Allow me to say this episode was not all that surprising, but it held great consistency with the previous episode and turned out almost exactly how I hoped. After five carefully paced episodes, we are rewarded with an aggressive entanglement of significance and witness Marika’s strong points in action. Her latent talent, while of little appeal to myself, can be appreciated at this point, and I feel her native demeanor is strongly in-tune with what will be required of her as captain of the Bentenmaru.
There is still one arguable issue with the procession of battle in how it relies heavily on dialog, a matter of telling vs showing. At times, the conflict of this episode felt like we were inside the inner-monologue of a novice chess battle, which may be attractive to some. Similar statements were said of Death Note, but I feel there needs to be a distinction made between limited and unlimited systems. The conflict faced by Odette II felt to have a finite number of options in terms of technology and possibility as most tactics focused heavily on electronic warfare. I find the value of dialog questionable but can understand how it would be entertaining . And truthfully, I’m willing to accept this issue as is.
The opening narration continues to highlight a more general perspective of each episode. This episode mentioned “memories of the age of exploration,” settling well with my original perception regarding historical context of the Letters of marque. I take from this an understanding that space is still vast and unruly, a place unfit for common travelers. But I found more intrigue in the part about transponders.
“The transponder’s information is human will and goals.”
Fascinating. Given the meaning of this statement, how should these characters trust transponders? I found this message, when distilled, signified a tension between technology and human spirit or will, and it became apparent further into the episode. Marika and the yacht club altered their transponder heading while anticipating, or even encouraging, an attack by an unidentified foe. Lynn created a honeypot intending to trap the foe and reverse their attack, gaining control of their system. Lynn and Marika also discussed the means by which this digital combat was facilitated, expressing that there was human guidance behind skilled attacks and the automate system would be of little use.
In every respect we are shown that the human element plays an important role in the usage of these technologies. It leaves room for a certain amount of unpredictability and surprise. To further clarify the message, the battle escalates when high-technology is completely undermined with the Lightning’s power down. We learn that low-tech is also quite dangerous, when the Lightning begins firing their beam cannon at the Odette II, running strictly on optic targeting.

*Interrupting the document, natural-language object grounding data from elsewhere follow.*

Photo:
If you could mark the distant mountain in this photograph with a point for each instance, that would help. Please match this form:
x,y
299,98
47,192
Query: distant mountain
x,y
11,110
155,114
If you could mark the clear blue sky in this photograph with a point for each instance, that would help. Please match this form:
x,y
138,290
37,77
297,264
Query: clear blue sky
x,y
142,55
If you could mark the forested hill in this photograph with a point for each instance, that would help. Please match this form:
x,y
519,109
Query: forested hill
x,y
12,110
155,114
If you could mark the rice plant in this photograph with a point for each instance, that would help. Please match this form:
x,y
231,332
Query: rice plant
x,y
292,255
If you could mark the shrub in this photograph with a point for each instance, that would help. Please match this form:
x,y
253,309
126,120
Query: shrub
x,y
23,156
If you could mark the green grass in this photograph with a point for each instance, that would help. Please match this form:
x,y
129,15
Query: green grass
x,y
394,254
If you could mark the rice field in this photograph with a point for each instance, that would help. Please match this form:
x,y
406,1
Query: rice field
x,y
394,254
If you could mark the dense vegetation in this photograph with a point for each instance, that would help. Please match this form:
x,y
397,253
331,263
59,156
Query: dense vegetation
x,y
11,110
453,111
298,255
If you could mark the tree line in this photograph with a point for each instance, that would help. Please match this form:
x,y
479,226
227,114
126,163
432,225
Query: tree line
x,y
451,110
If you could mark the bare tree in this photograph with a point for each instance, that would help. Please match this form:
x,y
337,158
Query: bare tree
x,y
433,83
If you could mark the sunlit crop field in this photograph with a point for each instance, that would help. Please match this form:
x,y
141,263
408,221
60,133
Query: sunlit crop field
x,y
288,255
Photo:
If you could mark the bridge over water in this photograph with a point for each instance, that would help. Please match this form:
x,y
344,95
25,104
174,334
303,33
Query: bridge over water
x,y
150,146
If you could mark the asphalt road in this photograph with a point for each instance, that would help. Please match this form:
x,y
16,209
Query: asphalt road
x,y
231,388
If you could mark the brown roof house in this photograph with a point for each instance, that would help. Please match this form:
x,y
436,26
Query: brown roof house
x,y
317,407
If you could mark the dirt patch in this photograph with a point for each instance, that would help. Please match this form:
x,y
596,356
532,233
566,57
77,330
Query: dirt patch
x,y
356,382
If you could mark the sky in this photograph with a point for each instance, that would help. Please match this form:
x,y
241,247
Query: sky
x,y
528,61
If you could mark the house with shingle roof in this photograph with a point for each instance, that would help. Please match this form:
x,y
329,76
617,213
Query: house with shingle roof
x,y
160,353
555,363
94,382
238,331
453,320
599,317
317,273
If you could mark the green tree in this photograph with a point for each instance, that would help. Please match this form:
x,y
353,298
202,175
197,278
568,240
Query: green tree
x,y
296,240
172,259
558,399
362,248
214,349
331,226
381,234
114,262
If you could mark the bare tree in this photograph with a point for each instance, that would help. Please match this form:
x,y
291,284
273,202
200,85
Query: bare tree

Marika rises to the occasion in notifying the captain that they should not flee, as their engines would be detected through infrared, possibly a more rudimentary technology of the era. She instead counters with her own effort in targeting the opposition by concentrating the star’s light off the reflective sails. What began as a high-tech electronic battle, ended with a touch of human finesse. The episode was completely brilliant in that respect.
Finally, since this might be the last time we see Ms. Jenny Doolittle, I should say her ojou presence will be missed. Her reaction when Chiaki explained that optical targeting involved aiming with eyesight, as opposed to radar, was priceless. I could have enjoyed the entire episode on that one bit of entertainment, really.
 – The World Poker tour has commentary, but is it really needed?